Issues using OpenMP in Owl

Recently I’m looking at using OpenMP in the numerical library Owl. To improve efficiency, part of the core functions in Owl are implemented in C. For example, to perform sin function on a vector:

open Owl
module N = Dense.Ndarray.S

let _ = 
let n = 1000000 in 
let x = N.ones [|n|] in 
N.sin x

In the end it will call the C code in owl_ndarray_maths_map.h, where the sin function is applied to each element in the array in a for-loop. Here OpenMP can be used to improve the speed of the for-loop by assigning sin operations to multiple threads, as shown in owl_ndarray_maths_map_omp.h. So ideally more threads will leads to faster speed.

However, on my laptop it shows the opposite behaviour: when I turn on the openmp switch in compiling Owl and run the aforementioned OCaml code, the running time of N.sin x actually grows with more threads in OpenMP, as shown here:

Running%20sin%20function%20on%20vector%20in%20Owl

The result suggests that using more threads only adds fixed amount of overhead, without performing multi-thread work.

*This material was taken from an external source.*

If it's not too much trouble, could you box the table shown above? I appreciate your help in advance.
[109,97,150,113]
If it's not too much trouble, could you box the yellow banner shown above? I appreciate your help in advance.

To check if this problem is caused by the OpenMP on my machine itself, I create a short C script to do the same computation:

#include <string.h>
#include <stdio.h>
#include <stdlib.h>
#include <math.h>
#include <omp.h>
static long N = 10000000;
#define NUM_THREADS 4

int main ()
{
    float start_time, run_time;
    float *x = (float *) calloc(N, sizeof(float));
    float *y = (float *) calloc(N, sizeof(float));
    if (x == NULL || y == NULL) exit(1);
    memset(x, 1, sizeof(x));
    for (int i = 0; i < N; ++i)
        x[i] = i;
             
    start_time = omp_get_wtime();

    omp_set_num_threads(NUM_THREADS);
    #pragma omp parallel for schedule(static)
    for (int i = 0; i < N; ++i) {
        float tmp = x[i];
        y[i] = sinf(tmp);
    }
    run_time = omp_get_wtime() - start_time;
    printf("\nRunning Time is %f seconds\n ", run_time);
}     

By compiling it with gcc -fopenmp sin.c -lm on the same machine, this C code, however, shows the expected performance, which is more threads leading to faster speed. I checked that both the OCaml native code and the C executable are linked to the same libgomp.so file by using ldd.

Also, this issue can be re-created on another Ubuntu machine of mine, but not on Mac machines.

In compiling Owl, I remove all the c flags to avoid any possible interference. Though not very likely, but I was thinking if jbuilder/dune actually adds some default c flags in compiling the Owl code. @jeremiedimino

I’m definitely not an expert in OpenMP, and maybe this is not the best place to discuss too much about C, but if there is any one who has experience of using OpenMP in OCaml/C hybrid systems like Owl @ryanrhymes, your help would be more than welcome. Thank you!